Manoel Soares e as lembranças da Vila Cruzeiro

Colunista escreve para o Diário Gaúcho aos sábados 

11/03/2023 - 05h00min


Manoel Soares / Arquivo Pessoal

Nesta sexta pela manhã, eu resolvi mandar um oi para a Manuela D’Ávila, conhecida política que luta por direitos humanos, mas que na minha vida é só amiga mesmo. Em meio aos papos saudosos em mensagens de textos e vídeos, ela me disse que, quando me vê todo cheio de conquistas e alegrias, lembra do menino que morava na Vila Cruzeiro e o quanto deve ter me custado chegar até onde estou. 

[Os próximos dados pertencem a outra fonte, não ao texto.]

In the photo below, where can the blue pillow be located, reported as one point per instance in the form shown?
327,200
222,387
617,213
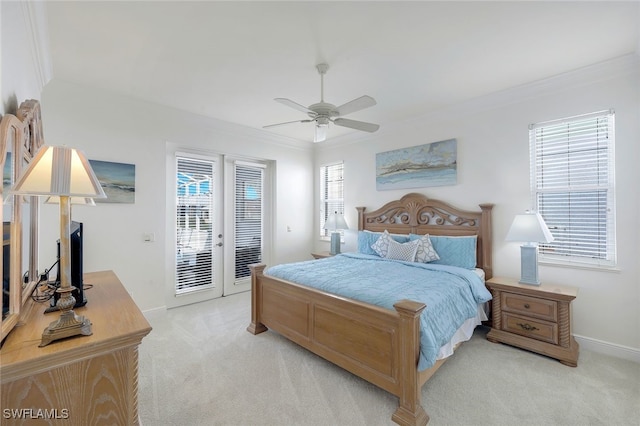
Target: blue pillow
454,251
367,238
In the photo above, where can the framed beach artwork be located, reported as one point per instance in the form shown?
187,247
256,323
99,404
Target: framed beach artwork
117,179
432,164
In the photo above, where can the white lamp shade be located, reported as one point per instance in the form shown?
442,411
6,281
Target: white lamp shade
62,171
335,221
529,227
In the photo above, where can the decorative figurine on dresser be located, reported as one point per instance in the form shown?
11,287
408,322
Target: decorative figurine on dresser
537,318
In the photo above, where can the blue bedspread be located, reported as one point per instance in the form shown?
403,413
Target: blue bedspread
451,294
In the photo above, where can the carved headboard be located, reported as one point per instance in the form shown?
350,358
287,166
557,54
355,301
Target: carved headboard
417,214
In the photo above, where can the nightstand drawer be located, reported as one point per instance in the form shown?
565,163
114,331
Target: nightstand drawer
540,330
530,306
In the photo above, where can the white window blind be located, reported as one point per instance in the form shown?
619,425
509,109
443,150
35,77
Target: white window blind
249,213
194,203
572,178
332,193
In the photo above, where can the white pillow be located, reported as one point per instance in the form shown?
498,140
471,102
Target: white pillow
426,253
381,246
404,251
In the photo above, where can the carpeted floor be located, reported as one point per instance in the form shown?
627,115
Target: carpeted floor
199,366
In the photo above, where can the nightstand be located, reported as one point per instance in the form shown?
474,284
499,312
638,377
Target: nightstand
321,254
536,318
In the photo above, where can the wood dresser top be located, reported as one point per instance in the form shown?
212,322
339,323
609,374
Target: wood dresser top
116,322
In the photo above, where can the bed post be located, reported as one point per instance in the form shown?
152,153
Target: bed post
409,412
256,327
486,235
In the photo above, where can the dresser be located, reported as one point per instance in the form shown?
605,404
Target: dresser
83,380
536,318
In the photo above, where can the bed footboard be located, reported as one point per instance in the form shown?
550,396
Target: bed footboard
376,344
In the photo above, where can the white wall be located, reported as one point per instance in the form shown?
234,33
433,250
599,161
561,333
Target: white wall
493,167
113,128
23,73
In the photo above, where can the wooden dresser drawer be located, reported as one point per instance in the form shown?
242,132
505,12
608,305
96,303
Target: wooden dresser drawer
540,330
530,306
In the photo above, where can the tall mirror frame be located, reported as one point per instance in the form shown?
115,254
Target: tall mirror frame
20,138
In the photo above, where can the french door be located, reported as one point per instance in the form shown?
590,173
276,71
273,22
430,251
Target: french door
199,238
219,226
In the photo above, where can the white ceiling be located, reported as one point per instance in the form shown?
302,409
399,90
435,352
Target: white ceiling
229,60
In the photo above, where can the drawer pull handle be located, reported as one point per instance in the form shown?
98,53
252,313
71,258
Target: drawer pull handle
527,327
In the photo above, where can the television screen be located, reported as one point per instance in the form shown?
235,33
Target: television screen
75,241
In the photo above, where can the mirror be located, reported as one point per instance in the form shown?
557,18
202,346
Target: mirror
20,138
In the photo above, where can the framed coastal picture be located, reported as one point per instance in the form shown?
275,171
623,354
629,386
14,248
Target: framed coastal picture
432,164
118,181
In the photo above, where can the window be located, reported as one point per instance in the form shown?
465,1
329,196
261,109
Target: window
332,193
249,181
572,184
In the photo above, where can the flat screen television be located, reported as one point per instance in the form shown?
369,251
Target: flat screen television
75,241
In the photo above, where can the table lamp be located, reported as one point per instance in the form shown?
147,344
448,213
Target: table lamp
530,229
66,173
334,223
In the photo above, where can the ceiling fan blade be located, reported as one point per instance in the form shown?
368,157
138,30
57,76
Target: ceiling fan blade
321,132
294,105
287,122
356,105
358,125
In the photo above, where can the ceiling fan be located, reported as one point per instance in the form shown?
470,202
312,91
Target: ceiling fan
324,113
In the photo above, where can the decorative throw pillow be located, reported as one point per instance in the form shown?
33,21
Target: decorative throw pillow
366,239
426,253
455,251
403,251
381,246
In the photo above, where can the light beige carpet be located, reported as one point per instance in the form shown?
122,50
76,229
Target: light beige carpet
199,366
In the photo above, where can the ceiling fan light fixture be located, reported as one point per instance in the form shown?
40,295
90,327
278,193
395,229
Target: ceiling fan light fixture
321,132
323,113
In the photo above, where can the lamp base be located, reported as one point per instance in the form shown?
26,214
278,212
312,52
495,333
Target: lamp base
529,265
69,324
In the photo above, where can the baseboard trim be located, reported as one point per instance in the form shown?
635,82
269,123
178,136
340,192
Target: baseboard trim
607,348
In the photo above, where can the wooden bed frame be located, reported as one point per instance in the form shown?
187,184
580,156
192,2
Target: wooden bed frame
376,344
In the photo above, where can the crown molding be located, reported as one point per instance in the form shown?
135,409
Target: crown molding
38,40
591,74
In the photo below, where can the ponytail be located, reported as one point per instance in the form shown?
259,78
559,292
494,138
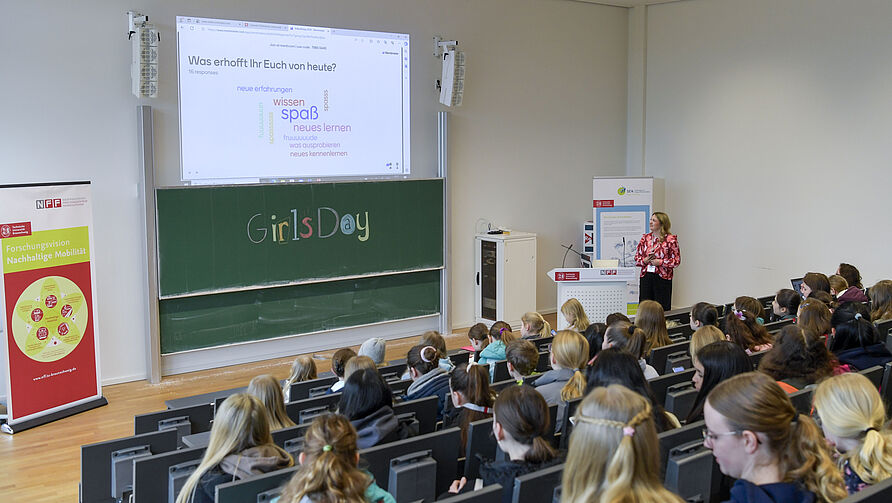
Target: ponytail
806,458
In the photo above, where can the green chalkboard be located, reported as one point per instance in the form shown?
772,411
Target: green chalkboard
223,239
213,320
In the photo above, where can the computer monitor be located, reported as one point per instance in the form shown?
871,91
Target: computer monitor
96,462
184,421
247,491
425,410
149,474
797,284
489,494
673,438
444,447
538,486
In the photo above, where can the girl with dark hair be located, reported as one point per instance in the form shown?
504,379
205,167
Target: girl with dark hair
429,379
715,363
624,335
758,438
368,403
703,314
519,426
328,467
855,340
617,366
785,305
798,359
743,329
472,399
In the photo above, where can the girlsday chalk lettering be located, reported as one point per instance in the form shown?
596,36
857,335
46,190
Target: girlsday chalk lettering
295,226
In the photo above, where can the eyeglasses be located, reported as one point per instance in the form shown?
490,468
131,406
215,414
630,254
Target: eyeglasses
711,437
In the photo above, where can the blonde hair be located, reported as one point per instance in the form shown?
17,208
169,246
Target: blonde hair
573,310
328,472
851,407
704,336
665,223
358,363
651,319
755,402
570,350
881,300
537,323
266,389
611,457
240,423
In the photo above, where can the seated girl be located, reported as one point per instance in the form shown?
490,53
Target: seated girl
266,389
624,335
565,381
523,357
855,340
715,363
652,321
367,403
758,438
302,369
617,366
797,360
785,305
853,418
428,378
574,314
472,399
519,426
240,447
533,326
613,451
328,467
743,329
703,314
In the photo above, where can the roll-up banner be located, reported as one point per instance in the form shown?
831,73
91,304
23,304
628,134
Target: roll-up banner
621,210
48,296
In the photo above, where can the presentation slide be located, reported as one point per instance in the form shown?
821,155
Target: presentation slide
263,102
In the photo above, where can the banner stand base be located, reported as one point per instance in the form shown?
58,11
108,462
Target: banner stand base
55,416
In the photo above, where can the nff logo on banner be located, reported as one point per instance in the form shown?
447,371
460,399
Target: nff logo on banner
48,203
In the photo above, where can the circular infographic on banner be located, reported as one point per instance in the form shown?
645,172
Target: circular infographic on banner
50,320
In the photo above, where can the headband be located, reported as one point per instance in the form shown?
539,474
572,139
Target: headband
421,353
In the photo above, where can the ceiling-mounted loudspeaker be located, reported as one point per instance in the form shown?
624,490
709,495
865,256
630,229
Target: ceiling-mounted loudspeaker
144,65
452,82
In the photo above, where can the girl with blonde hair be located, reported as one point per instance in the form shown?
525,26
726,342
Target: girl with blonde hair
302,369
534,326
612,451
266,389
652,320
881,301
575,315
565,381
758,437
328,467
240,446
852,417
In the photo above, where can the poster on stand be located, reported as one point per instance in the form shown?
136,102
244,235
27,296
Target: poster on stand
49,300
621,209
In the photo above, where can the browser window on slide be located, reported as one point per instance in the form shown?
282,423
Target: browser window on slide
269,102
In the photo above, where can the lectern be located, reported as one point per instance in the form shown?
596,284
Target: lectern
600,290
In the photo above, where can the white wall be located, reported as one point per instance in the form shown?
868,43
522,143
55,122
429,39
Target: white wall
771,123
544,111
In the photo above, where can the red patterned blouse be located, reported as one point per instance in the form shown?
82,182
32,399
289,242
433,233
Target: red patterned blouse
664,249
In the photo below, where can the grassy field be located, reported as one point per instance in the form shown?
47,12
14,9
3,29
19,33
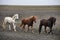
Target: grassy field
11,7
42,12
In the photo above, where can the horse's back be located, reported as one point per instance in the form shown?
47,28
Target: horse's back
8,19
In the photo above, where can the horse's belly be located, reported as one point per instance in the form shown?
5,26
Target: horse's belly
9,20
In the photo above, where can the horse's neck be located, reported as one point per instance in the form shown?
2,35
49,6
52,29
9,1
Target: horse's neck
13,18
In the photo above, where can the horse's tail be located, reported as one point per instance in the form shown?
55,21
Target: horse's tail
40,26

Quando a Manu me disse isso, me levou a fazer um cálculo que raramente faço, o cálculo das perdas. As noites que perdi editando matérias que achava importantes que entrassem no Jornal do Almoço. Os fins de semana na praia que perdi porque tinha plantão e eu sempre me colocava como voluntário, porque era a chance de ter uma equipe sem pauta definida, mas a minha disposição, então íamos fazer matérias nas quebradas. Tentei me lembrar quantas vezes entrei no SPC porque fazia empréstimos para colocar telhas nas casas das pessoas que gravávamos reportagens porque tinham perdido tudo na chuva. Fazia escondido da direção, porque isso não é aconselhável a um jornalista. As festas de Dia dos Pais que não fui, porque meu filho estudava pela manhã e o jornal estava no ar nessa hora. Quantas vezes deixei de ver minha mãe, de curtir uma balada e por aí vai.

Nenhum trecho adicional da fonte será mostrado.